Random Grid Neural Processes for Parametric Partial Differential Equations

Authors: Arnaud Vadeboncoeur, Ieva Kazlauskaite, Yanni Papandreou, Fehmi Cirak, Mark Girolami, Omer Deniz Akyildiz

ICML 2023 | Conference PDF | Archive PDF | Plain Text | LLM Run Details

Reproducibility Variable Result LLM Response
Research Type Experimental The proposed method is tested on a nonlinear Poisson problem, Burgers equation, and Navier-Stokes equations, and we provide extensive numerical comparisons. We demonstrate significant computational advantages over current physics informed neural learning methods for parametric PDEs while improving the predictive capabilities and flexibility of these models.
Researcher Affiliation Academia 1Department of Engineering, University of Cambridge, Trumpington St, Cambridge CB2 1PZ. 2Department of Mathematics, Imperial College London, Exhibition Rd, South Kensington, London SW7 2AZ, United Kingdom. 3The Alan Turing Institute, British Library, 96 Euston Rd, London NW1 2DB, United Kingdom.
Pseudocode Yes Algorithm 1 Pseudocode for RGNP
Open Source Code No The paper does not contain any explicit statement about releasing source code for the described methodology or a link to a code repository.
Open Datasets No Methods other than ours rely on creating a dataset of 1k input pairs of z, w variables for the Poisson problem, and 10k samples for the Burgers example. ... We use 1k noisy sample solutions measured at 60 locations with a noise standard deviation σn = 0.05. No concrete access information for a publicly available dataset.
Dataset Splits No The paper mentions '1000 independent samples of z, w drawn from their priors' for testing and '100 samples in the Navier-Stokes examples', but does not explicitly describe validation splits in terms of percentages or counts.

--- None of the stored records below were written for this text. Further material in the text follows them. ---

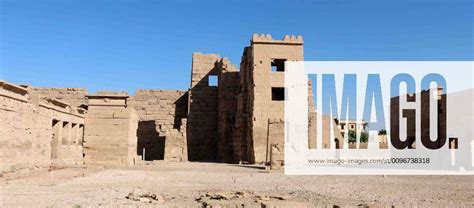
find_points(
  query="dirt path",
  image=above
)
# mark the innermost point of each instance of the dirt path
(198, 184)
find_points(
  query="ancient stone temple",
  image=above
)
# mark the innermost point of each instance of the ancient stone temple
(227, 115)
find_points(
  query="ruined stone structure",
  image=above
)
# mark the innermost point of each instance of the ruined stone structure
(111, 133)
(227, 115)
(37, 133)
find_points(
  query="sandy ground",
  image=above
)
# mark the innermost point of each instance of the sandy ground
(208, 184)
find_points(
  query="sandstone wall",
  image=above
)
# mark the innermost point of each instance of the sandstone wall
(110, 137)
(227, 106)
(162, 124)
(259, 102)
(29, 140)
(74, 96)
(202, 118)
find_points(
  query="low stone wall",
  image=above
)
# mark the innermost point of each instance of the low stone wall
(31, 137)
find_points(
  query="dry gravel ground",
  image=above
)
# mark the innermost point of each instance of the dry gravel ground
(208, 184)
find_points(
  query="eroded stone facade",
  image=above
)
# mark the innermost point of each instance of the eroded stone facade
(227, 115)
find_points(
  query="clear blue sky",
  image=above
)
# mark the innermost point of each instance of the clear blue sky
(128, 45)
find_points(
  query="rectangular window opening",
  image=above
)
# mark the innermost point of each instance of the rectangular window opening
(213, 81)
(278, 93)
(278, 65)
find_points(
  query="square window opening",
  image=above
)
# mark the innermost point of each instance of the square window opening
(278, 65)
(278, 93)
(213, 80)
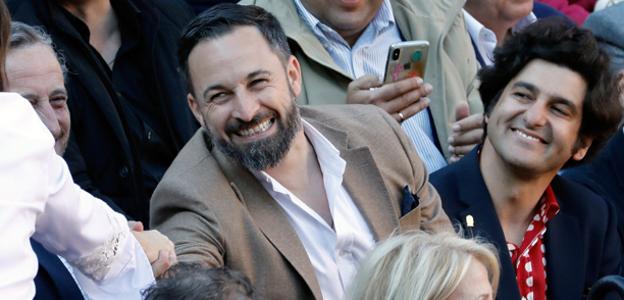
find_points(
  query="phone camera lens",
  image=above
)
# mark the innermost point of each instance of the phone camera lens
(395, 54)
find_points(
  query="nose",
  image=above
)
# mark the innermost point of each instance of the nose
(246, 105)
(49, 118)
(536, 115)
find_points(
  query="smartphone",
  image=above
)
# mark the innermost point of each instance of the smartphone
(406, 59)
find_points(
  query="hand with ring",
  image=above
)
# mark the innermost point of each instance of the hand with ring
(401, 99)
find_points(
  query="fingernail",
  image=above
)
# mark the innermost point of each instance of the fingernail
(428, 88)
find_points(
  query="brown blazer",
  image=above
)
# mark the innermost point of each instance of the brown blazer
(217, 213)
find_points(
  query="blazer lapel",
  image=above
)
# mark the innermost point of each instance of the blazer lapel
(476, 202)
(564, 266)
(364, 182)
(269, 217)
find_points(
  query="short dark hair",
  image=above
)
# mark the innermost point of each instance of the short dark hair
(222, 19)
(194, 281)
(559, 42)
(5, 28)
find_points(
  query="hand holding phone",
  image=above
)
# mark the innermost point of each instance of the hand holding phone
(406, 59)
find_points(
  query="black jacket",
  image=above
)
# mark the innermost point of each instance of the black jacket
(102, 158)
(581, 241)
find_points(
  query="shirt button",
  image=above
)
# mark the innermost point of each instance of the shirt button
(123, 172)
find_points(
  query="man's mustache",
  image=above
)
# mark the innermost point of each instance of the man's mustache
(236, 125)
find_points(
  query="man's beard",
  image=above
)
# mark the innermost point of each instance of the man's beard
(265, 153)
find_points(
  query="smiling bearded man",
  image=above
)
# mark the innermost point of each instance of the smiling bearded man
(265, 153)
(550, 103)
(293, 201)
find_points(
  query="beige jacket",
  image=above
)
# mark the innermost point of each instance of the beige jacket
(216, 212)
(451, 63)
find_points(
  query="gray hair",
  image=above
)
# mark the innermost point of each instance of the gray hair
(24, 35)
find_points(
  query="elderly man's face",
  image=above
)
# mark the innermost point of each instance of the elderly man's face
(347, 17)
(35, 73)
(499, 10)
(244, 95)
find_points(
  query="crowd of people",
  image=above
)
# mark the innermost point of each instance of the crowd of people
(219, 150)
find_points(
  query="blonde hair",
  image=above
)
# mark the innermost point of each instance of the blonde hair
(418, 265)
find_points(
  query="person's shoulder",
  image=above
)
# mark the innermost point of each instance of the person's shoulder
(342, 112)
(446, 180)
(195, 153)
(577, 199)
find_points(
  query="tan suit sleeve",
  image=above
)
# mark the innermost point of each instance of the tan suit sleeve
(178, 212)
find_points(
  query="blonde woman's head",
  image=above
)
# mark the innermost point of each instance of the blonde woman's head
(418, 265)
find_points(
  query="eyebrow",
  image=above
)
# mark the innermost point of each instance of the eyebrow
(558, 99)
(220, 86)
(59, 91)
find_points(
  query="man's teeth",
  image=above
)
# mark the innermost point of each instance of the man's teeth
(526, 136)
(256, 129)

Hardware Specification Yes All experiments were run on an AMD Ryzen 9 5950X CPU (16 cores, 32 virtual) with 128GB memory and a Nvidia RTX 3090 (24GB VRAM) GPU.
Software Dependencies No All experiments were run using TensorFlow. All experiments were conducted with swish activation functions (Ramachandran et al., 2017). The chosen testing metrics... solved using FEni CS (Logg et al., 2012). No specific version numbers provided for TensorFlow, FEni CS, or other libraries.

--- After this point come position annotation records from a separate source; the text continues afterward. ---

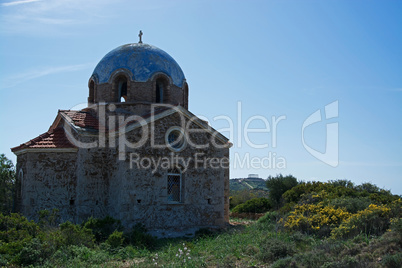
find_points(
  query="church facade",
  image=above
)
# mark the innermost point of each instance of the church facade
(136, 153)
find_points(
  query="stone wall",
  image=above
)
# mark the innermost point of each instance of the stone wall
(94, 182)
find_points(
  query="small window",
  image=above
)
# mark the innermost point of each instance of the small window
(122, 91)
(120, 85)
(175, 139)
(174, 186)
(161, 90)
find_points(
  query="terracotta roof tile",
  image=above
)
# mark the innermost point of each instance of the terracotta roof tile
(82, 119)
(52, 139)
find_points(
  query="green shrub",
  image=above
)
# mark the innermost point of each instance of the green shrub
(102, 228)
(256, 205)
(272, 249)
(283, 263)
(392, 261)
(138, 237)
(74, 234)
(278, 185)
(352, 205)
(49, 219)
(116, 239)
(240, 197)
(269, 217)
(15, 232)
(32, 253)
(372, 221)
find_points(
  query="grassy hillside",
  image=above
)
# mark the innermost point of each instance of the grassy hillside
(247, 184)
(333, 224)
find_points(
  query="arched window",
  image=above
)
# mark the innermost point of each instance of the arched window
(122, 91)
(121, 87)
(174, 185)
(160, 90)
(91, 98)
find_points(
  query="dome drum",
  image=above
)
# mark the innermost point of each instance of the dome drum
(135, 73)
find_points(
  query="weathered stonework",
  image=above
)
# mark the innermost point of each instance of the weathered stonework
(87, 166)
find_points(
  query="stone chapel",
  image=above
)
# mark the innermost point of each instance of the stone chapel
(136, 153)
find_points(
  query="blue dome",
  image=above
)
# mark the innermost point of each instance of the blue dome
(142, 60)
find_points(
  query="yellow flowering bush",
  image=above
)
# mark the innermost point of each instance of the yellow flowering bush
(313, 217)
(374, 220)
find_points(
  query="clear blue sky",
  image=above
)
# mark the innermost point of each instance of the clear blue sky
(277, 58)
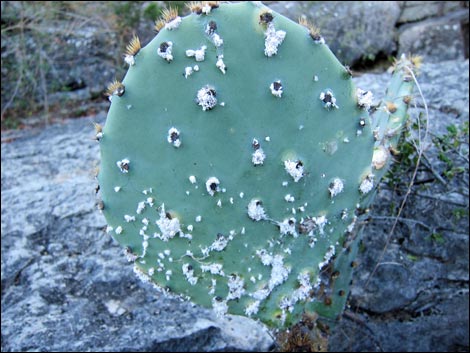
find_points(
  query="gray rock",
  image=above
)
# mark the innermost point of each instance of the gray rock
(66, 286)
(410, 290)
(354, 30)
(436, 39)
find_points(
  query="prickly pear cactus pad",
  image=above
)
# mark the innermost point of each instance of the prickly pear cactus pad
(235, 156)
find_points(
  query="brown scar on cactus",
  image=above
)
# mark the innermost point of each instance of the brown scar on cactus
(169, 20)
(115, 88)
(131, 50)
(280, 244)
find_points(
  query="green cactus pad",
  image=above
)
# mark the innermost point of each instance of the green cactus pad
(234, 161)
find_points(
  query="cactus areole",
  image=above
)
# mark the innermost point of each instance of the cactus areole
(235, 160)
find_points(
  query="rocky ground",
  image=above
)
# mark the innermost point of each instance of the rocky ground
(66, 286)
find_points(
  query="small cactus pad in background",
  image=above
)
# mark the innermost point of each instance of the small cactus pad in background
(235, 156)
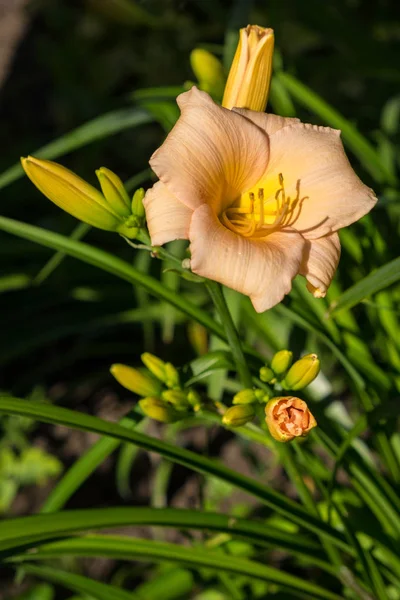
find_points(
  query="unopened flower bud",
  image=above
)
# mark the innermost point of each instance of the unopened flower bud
(155, 365)
(159, 410)
(176, 397)
(209, 72)
(302, 373)
(245, 397)
(250, 74)
(288, 417)
(78, 198)
(171, 376)
(114, 191)
(236, 416)
(266, 374)
(281, 362)
(194, 400)
(137, 203)
(135, 381)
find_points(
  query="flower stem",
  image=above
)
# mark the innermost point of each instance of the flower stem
(217, 296)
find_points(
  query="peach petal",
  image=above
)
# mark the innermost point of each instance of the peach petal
(262, 269)
(267, 121)
(334, 196)
(320, 261)
(211, 155)
(167, 218)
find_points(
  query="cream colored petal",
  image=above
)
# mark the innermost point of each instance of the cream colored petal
(262, 270)
(167, 218)
(267, 121)
(334, 196)
(211, 155)
(320, 261)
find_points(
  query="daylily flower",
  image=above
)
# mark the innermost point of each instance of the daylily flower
(260, 197)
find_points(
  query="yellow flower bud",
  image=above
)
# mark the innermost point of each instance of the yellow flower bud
(114, 191)
(302, 373)
(250, 75)
(135, 381)
(78, 198)
(236, 416)
(209, 72)
(245, 397)
(281, 362)
(177, 398)
(155, 365)
(266, 374)
(158, 410)
(137, 203)
(71, 193)
(288, 417)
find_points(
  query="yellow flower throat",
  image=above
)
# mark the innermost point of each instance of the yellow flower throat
(257, 216)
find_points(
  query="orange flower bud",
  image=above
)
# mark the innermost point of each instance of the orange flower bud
(288, 417)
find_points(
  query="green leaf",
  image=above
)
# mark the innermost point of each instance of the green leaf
(79, 583)
(371, 284)
(111, 264)
(197, 462)
(359, 145)
(137, 549)
(97, 129)
(31, 530)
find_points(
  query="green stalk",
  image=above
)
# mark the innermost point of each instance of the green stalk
(217, 296)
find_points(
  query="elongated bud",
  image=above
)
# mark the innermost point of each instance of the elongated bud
(266, 374)
(78, 198)
(209, 72)
(236, 416)
(245, 397)
(250, 74)
(288, 417)
(177, 398)
(302, 373)
(159, 410)
(155, 365)
(137, 203)
(114, 191)
(135, 381)
(71, 193)
(281, 362)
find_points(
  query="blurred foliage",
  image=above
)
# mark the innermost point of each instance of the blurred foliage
(64, 323)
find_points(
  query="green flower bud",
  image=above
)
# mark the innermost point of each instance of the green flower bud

Experiment Setup Yes Architecture Details: number of hidden layers: 7, number of neurons / hidden layer: 300, activation: swish, GICNet channel dimension: 20, GICNet point/dim lattice: 20 (for Nonlinear Poisson). We train the Poisson problem for 20k gradient updates and we train the Burgers setup for 80k gradient update steps. All learning is done using the Adam optimizer (Kingma et al., 2015) with a decaying learning rate.